Venice is an ancient and beautiful place, very familiar to most people through visits or media. This watery wonder has an air of romance about it that nobody can deny, but it is not the only city on the water. The African continent has a ‘Venice’ of its own, which is equally mystical.
Ganvié is a lake village lying in Lake Nokoué.. A community on stilts above the water near Cotonou, Benin with a population of around 20,000 people. Popularly referred to as the Venice of Africa, the lake city is a famous meeting point for fishermen, businessmen and clients and probably the largest lake village in Africa and as such is very popular with tourists.
Listed as a World Heritage site by UNESCO, Ganvie is one of Benin’s tourist attraction sites with an average of 10,000 tourists visiting every year.
The meaning of the name Ganvié is “we survived”, and is a reminder of events centuries ago that led to the founding of the village. Ganvié was created in the sixteenth or seventeenth centuries by the Tofinu people who took to the lake to avoid Fon warriors capturing slaves for sale to European traders.
In the Fon religious beliefs, it was forbidden for any raiders to approach anyone living near water (or perhaps couldn’t swim), therefore making it a perfect escape and refuge for this group of Beninese people to create a safe community on water, the Ganvié villager are often referred to as “water men.”
Although the threat of slavery is only a distant memory. Over the generations they have grown accustomed to their unique lifestyle and have no desire to abandon it. Originally based on farming, the village’s main industries other than tourism are now fishing and fish farming.
Living in Ganvié
The village is completely sustainable as the people only go ashore to sell fish. They have their own restaurants, Churches, A mosque, Clinic, a few little hotels and very fashionable bars in Chez Raphael and Chez M, the ‘it’ places to hang around for the young and wealthy.
“Almost everything that is sold in the ordinary market, is found here. The market is very active from 4 am in the morning until noon. When fishing is successful, we are doing good business.”
said Gisele Dossou, a trader in the market.
The floating market where women in their small dugouts sell everything from fruits and vegetables to fabrics, hardware and pottery.
There is very little solid ground in Ganvie. The soil for it was brought by the villagers on their boats in order to build a proper school for the kids. And a cemetery for the spirits to rest peacefully in the ground after their whole life spent on the water.
Fish are cultivated and bred within the organic fishing farms. The fishermen trap and breed fish by using underwater fences made of bamboo and nets. These small-scale fish farms work very naturally. The fence rots and creates nourishment. The young fish go into the fishery through holes that are big enough to let them through.
They stay in until they are too big to leave and then the fisherman catch them. The lagoon is a huge brackish lake fed by the ocean tides, as well as by the major rivers of Benin. Along with the fish, the locals catch shrimp, crab, oysters and mussels.
On the way to Ganvie you can observe fish farms and fishers. People travelling back and forth to the shores of the lake in little boats. Pirogues carved from tree trunks, or ‘pinasse’, a motorised canoe.
The entire Ganvie has been built over water. Traditional and very colourful bamboo houses stand on stilts. Which need to be changed every year. Visiting a neighbour for a coffee or gossip requires a boat trip. The closest shore is several kilometers away.
Although there is a hotel on the lake, most visitors tend to come for a one day excursion or rather stay at hotels nearby and on land right next to the boarding boats. It is not because the hotels on the water aren’t accommodating. Rather, it is because many don’t find it pleasurable to adapt living on the lake.
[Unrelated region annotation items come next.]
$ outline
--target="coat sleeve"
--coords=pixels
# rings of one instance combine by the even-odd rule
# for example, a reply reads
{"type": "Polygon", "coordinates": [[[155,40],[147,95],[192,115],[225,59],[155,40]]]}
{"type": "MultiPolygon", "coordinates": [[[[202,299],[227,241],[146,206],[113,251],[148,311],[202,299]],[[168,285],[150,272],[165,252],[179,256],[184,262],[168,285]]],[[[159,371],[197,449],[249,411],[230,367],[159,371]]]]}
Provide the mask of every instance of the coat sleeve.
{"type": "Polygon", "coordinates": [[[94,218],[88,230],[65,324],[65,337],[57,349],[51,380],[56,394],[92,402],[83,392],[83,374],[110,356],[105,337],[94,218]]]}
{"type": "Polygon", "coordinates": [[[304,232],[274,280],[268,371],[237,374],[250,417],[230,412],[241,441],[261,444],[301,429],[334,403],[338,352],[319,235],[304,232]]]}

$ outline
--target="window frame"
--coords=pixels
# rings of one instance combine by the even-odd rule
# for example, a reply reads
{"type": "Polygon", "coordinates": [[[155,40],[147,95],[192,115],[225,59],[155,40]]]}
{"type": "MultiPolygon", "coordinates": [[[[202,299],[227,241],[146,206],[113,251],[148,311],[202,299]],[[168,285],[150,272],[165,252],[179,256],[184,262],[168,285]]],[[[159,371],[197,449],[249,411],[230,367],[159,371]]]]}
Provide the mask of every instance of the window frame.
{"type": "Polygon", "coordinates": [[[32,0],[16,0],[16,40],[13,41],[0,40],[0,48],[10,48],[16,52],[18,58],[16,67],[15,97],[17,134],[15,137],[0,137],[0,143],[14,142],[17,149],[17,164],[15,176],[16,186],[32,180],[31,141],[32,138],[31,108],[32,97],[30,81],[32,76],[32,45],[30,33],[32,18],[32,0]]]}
The amenities offered aren’t for everyone.
Visiting Ganvié is an experience out of the ordinary. Up to this day, this is the largest community known to live on water. Everything is conducted on the lake. Upon arrival, you will rent a boat that will take you around the lake and show you how life is lived in this community. There are lots of boats hand carved from wood trunks.
There’s no better way to enjoy the village than by drifting lazily in a pirogue with a local kid as your driver, wandering through the maze of tiny ‘alleys’ and circling picturesque houses. If you are craving for a life on water for a few days, the ‘Venice’ of Africa on Benin is a perfect destination to ad to your bucket list.